Währenddessen beginnt die Fachgruppe Wassergefahren des THW damit, am Weserufer eine Fähre zu bauen. Das ist reinste Knochenarbeit: Allein der Hauptträger, der auf die Pontons gelegt wird, wiegt 140 Kilogramm. Insgesamt werden drei Tonnen Material verbaut. Ruckzuck hat auch das DRK die Behandlungszelte errichtet, in denen die Verletzten und die Einsatzkräfte versorgt werden sollen.
Kurz vor 11 Uhr ist die Erkundung abgeschlossen. »Die Vermissten sind zum Teil schwer verletzt, haben Knochenbrüche oder Brandverletzungen«, lautet das Ergebnis, das dem Einsatzleiter überbracht wird. Nun wird beschlossen, wer welche Aufgaben übernimmt. Außerdem werden weitere Helfer alarmiert. Elmar Schwarzendahl: »Wir brauchen noch vier Notfallseelsorger, einen organisatorischen Leiter Rettungsdienst, den leitenden Notarzt und zwei Rettungshubschrauber.« Elsner fordert sie an.

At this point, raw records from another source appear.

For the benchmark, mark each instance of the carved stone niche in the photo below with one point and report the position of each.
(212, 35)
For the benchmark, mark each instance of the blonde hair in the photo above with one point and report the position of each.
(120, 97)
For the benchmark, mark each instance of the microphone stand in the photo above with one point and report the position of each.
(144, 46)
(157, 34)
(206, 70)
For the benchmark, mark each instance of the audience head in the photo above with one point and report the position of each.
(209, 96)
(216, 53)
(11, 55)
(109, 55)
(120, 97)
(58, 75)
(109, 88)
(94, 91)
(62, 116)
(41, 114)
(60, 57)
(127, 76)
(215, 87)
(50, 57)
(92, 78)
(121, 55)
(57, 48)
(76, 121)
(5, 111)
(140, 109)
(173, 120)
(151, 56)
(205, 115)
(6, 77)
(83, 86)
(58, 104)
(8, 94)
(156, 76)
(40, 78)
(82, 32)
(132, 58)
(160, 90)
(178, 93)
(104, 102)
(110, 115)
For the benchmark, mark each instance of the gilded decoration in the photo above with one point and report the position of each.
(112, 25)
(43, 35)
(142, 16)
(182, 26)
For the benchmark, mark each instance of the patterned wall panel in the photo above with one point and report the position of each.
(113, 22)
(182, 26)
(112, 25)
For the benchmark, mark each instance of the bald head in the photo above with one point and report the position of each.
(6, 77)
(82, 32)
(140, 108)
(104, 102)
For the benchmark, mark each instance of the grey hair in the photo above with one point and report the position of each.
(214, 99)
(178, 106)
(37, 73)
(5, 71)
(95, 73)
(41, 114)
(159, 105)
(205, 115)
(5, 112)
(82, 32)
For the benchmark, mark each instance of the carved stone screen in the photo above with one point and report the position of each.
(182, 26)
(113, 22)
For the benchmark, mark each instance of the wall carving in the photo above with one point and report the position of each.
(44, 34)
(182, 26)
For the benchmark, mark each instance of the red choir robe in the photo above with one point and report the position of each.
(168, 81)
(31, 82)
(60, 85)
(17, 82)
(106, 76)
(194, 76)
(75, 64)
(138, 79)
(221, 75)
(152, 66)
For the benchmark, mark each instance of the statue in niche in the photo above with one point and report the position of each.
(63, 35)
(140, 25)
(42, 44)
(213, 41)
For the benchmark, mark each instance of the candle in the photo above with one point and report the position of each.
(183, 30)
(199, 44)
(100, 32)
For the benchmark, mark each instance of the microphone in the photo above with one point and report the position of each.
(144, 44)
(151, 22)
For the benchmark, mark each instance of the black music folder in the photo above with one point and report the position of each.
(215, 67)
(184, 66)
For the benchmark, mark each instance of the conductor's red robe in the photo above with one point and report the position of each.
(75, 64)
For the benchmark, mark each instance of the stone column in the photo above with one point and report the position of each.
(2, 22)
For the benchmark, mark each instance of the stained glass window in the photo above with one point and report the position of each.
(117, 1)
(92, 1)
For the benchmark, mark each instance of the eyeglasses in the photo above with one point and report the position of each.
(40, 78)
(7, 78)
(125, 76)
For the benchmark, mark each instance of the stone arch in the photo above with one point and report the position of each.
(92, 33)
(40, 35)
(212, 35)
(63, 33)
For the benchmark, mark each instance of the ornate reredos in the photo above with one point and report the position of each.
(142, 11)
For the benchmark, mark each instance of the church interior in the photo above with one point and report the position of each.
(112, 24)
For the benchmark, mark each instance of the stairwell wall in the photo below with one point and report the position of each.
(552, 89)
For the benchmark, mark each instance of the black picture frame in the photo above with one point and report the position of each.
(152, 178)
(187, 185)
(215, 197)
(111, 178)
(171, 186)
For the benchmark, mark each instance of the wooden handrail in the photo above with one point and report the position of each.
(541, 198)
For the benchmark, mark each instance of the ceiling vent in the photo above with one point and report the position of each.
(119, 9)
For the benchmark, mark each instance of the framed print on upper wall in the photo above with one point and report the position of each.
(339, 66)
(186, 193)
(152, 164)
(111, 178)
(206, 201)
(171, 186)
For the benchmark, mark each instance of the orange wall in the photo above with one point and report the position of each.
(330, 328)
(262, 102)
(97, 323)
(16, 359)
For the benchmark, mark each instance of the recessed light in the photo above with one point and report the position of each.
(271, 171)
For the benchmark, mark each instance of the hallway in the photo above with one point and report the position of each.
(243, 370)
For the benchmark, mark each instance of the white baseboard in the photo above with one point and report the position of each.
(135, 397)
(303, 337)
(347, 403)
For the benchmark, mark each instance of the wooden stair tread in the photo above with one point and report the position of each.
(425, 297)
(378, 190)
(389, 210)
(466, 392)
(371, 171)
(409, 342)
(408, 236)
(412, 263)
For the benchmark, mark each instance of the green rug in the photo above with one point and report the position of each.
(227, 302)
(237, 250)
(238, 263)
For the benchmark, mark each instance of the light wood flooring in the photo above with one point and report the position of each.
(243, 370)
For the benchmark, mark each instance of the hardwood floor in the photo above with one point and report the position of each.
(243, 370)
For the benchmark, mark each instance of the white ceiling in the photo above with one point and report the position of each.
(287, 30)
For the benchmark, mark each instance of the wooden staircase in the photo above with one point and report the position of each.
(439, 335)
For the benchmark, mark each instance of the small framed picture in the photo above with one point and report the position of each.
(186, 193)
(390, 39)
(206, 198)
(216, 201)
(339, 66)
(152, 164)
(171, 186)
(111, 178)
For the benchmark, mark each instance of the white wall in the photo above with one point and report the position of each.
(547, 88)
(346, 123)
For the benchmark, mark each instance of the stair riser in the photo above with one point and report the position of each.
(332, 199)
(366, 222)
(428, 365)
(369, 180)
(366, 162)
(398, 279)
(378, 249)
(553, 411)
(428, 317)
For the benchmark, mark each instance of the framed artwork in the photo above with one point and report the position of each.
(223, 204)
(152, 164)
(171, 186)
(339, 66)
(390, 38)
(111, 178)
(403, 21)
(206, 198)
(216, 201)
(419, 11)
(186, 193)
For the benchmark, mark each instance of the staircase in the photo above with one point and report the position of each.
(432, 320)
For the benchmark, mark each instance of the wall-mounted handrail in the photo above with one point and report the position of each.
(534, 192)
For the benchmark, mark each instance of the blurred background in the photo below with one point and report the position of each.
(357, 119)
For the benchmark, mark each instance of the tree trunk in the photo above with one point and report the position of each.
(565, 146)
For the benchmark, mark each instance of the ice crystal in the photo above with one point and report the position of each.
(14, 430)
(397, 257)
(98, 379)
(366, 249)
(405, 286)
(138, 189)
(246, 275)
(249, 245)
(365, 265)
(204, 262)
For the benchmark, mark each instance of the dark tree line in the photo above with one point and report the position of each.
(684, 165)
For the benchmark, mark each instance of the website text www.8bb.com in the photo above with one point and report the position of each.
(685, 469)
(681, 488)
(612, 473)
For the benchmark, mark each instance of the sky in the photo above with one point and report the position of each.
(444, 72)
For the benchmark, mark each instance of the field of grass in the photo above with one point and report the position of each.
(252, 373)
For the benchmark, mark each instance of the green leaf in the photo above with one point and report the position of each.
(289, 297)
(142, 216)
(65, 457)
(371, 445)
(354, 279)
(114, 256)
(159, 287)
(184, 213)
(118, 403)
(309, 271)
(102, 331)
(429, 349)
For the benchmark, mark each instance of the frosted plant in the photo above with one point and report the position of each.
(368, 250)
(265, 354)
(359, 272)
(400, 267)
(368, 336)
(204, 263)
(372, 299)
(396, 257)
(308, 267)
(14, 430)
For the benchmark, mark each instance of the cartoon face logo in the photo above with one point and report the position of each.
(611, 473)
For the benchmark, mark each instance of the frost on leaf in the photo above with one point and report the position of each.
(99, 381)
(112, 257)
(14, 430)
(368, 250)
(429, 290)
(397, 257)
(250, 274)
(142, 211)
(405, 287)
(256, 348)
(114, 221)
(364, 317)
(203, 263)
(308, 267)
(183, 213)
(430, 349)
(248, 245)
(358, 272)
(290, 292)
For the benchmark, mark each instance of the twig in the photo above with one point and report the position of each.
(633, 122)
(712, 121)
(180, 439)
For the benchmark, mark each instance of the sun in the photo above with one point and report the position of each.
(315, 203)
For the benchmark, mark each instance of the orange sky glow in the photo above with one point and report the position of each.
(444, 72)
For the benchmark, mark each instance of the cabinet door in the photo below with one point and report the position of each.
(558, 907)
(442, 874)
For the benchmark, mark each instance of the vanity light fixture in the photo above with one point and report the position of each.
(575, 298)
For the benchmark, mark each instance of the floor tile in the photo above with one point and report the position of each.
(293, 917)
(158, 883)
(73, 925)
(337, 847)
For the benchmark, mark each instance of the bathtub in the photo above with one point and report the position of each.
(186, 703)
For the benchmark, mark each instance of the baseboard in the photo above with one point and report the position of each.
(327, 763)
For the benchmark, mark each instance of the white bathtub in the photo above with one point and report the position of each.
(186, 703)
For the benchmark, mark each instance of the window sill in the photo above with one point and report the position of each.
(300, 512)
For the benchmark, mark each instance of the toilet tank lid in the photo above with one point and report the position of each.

Ein Einsatztrupp gerät an einer eingestürzten Brücke ins Schwitzen. Zunächst müssen hier mit einem Spreitzer Betonplatten entfernt und die Wände gestützt werden, um an den Verletzten herankommen zu können. THW und Feuerwehr helfen sich gegenseitig. An einem anderen Gebäude muss ein Schwerverletzter aus fünf Metern Tiefe geborgen werden. Während die DRK-Sanitäter das Opfer medizinisch versorgen und in eine Vakuummatratze legen, bauen THW und Feuerwehr aus Leitern eine schiefe Ebene. Eine Holzkonstruktion sichert die Transportschiene ab. Alles muss sicher stehen, denn schließlich soll ja das Opfer bei der Bergung keine weiteren Verletzungen erleiden.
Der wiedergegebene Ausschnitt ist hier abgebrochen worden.